Beruntung, tanggungan di rumahnya tidak terlalu mendesak. Karena anak-anaknya sudah tumbuh besar dan bisa mencari nafkah sendiri. Meski begitu, dia merasa sungkan dan tidak bisa diam.

“Kalau bergantung terus ke anak yo gak enak kan. Mumpung sehat disyukuri dan tetap jualan. Ini paling kalau gini terus sekitar pukul 13.00 sudah saya tutup,” imbuhnya.

Dia berharap, wabah pandemi bisa segera berakhir dan aktivitas masyarakat serta perekonomian bisa kembali normal.

“Biar bisa kerja lagi, ketemu saudara lagi. Semoga segera berakhir ya,” harapnya.

Sementara itu, nasib serupa juga dialami sopir bus lain yang harus terpaksa menganggur akibat dampak pelarangan mudik ini. Yulianto, sopir Bus Patas jurusan Malang-Jember hanya bisa pasrah tidak kebagian stiker terbatas dari Ditjen Kemenhub untuk beroperasi.

Yulianto pun sebenarnya agak kesal karena kejadian ini sudah dirasakannya 2 tahun terakhir. Saat Lebaran tahun lalu, bahkan bus dilarang beroperasi sama sekali.
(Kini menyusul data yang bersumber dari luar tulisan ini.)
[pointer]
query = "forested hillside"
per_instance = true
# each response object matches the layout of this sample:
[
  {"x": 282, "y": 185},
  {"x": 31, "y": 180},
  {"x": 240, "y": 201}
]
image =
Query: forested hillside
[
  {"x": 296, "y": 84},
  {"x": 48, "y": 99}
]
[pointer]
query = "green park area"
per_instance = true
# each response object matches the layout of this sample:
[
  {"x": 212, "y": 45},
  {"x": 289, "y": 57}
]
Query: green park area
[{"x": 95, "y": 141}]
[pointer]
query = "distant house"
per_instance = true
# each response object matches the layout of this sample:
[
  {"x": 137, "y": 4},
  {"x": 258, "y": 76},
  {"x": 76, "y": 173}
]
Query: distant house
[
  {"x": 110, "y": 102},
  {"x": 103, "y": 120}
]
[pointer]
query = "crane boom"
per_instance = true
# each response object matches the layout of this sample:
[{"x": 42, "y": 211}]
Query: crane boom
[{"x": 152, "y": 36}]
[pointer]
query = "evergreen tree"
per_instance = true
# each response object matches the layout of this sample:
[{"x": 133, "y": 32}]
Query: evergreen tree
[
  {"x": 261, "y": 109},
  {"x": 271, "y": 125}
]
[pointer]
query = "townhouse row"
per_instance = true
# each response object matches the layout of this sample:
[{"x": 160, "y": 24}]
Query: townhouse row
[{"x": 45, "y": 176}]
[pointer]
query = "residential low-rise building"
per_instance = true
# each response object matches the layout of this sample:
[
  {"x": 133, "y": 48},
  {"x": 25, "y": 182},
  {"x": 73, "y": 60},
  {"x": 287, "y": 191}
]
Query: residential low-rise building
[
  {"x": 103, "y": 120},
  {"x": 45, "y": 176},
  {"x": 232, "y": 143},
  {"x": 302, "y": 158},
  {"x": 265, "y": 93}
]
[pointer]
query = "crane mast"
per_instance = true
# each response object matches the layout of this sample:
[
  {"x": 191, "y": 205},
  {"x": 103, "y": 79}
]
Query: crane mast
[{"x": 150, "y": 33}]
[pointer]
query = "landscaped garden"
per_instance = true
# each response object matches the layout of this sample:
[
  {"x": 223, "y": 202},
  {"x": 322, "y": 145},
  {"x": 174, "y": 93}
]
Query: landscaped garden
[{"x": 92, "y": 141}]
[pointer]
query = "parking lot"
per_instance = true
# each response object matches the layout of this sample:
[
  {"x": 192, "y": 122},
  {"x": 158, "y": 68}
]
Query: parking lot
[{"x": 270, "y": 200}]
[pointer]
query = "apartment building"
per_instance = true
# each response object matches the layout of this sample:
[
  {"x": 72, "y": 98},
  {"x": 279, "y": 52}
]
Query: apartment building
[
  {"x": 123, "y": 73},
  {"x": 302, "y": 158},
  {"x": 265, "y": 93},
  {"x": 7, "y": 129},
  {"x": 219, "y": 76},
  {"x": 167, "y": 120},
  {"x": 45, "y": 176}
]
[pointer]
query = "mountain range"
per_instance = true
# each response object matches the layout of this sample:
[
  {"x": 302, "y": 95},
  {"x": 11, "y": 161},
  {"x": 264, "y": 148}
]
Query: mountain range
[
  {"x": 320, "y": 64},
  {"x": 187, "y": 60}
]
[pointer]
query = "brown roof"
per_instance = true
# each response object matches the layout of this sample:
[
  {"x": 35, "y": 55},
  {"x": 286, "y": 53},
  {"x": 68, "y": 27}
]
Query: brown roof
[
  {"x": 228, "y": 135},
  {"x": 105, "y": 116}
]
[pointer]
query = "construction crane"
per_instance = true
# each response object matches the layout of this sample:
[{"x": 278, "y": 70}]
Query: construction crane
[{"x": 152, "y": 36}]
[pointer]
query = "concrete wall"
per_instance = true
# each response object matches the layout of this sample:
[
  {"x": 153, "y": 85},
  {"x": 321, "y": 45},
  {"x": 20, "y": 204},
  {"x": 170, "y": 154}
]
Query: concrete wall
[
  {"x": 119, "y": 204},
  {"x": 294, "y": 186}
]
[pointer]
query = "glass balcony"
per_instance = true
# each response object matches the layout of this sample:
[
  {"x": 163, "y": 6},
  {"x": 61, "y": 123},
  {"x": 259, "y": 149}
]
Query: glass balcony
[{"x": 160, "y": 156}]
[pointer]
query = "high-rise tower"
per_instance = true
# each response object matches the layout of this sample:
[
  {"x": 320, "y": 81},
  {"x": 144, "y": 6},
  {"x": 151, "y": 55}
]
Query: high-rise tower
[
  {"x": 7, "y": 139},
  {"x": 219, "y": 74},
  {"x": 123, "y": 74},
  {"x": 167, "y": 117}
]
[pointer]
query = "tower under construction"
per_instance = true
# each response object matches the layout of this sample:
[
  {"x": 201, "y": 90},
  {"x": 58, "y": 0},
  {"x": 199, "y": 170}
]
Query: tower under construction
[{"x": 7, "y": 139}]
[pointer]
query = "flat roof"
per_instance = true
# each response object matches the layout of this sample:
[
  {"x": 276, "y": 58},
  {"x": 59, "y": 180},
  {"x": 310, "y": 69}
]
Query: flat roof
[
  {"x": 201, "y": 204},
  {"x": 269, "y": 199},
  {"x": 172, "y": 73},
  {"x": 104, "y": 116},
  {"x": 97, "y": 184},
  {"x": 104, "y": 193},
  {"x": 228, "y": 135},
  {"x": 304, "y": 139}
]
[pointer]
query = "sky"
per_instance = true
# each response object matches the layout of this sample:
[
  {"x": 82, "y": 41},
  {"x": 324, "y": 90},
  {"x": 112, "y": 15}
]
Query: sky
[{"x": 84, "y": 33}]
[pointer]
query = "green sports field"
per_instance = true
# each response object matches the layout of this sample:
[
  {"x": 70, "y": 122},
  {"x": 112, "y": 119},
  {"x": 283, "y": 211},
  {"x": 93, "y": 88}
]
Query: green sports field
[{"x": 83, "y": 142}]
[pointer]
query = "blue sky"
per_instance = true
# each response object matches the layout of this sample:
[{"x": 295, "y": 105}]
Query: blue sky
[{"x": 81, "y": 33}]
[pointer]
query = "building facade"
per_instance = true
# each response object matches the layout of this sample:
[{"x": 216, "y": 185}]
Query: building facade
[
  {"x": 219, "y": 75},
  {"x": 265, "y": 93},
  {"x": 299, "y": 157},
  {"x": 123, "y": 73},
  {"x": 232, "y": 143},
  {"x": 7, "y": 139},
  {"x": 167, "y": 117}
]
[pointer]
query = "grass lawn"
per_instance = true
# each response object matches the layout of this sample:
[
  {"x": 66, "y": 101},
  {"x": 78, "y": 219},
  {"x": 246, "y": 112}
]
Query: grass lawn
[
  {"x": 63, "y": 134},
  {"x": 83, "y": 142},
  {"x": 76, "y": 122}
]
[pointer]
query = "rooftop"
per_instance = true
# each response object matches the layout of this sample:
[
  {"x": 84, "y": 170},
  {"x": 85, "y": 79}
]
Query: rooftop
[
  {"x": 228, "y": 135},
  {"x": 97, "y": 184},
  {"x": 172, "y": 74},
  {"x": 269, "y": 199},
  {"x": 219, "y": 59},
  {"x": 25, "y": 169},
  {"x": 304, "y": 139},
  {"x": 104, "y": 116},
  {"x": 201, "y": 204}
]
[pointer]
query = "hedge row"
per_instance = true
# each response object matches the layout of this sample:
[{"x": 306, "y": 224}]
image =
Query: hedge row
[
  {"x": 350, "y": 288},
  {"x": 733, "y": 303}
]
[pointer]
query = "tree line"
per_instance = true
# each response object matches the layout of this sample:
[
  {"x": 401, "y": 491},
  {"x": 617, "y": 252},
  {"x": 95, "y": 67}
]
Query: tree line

”Udah 2 kali Lebaran kayak gini terus. Sebenarnya saya nurut saja sama pemerintah melarang beroperasi. Tapi, mbok ya dipikir solusinya, bantuan atau apa. Kami juga butuh hidup,” ujarnya.

Menanggapi hal ini, Kepala UPT Terminal Arjosari Hadi Supeno juga hanya bisa geleng-geleng kepala. Kondisi ini terbilang sepi sekali selama dia menjabat di UPT terminal ini.

Sejak hari pertama larangan ini, total hanya ada 70 penumpang dari 6 bus AKDP yang beroperasi. Jumlah ini tak sepadan jika dibanding hari-hari biasa, di mana sehari-hari total penumpang diangkut bisa mencapai 1.000 orang,

“Sebelumnya juga menurun. Tapi, terhitung masih ramailah. Sekarang malah tambah sepi lagi, hanya ada 70 orang hari ini. Kalau biasanya ya bisa tembus 1.000 penumpang,” ujar Hadi.

Selama momen larangan mudik ini, Hadi mengatakan, sejumlah unit bus masih tetap diperbolehkan beroperasi. Jumlahnya terbatas dan itu ditandai dengan stiker yang ditempel di bagian depan kiri bus.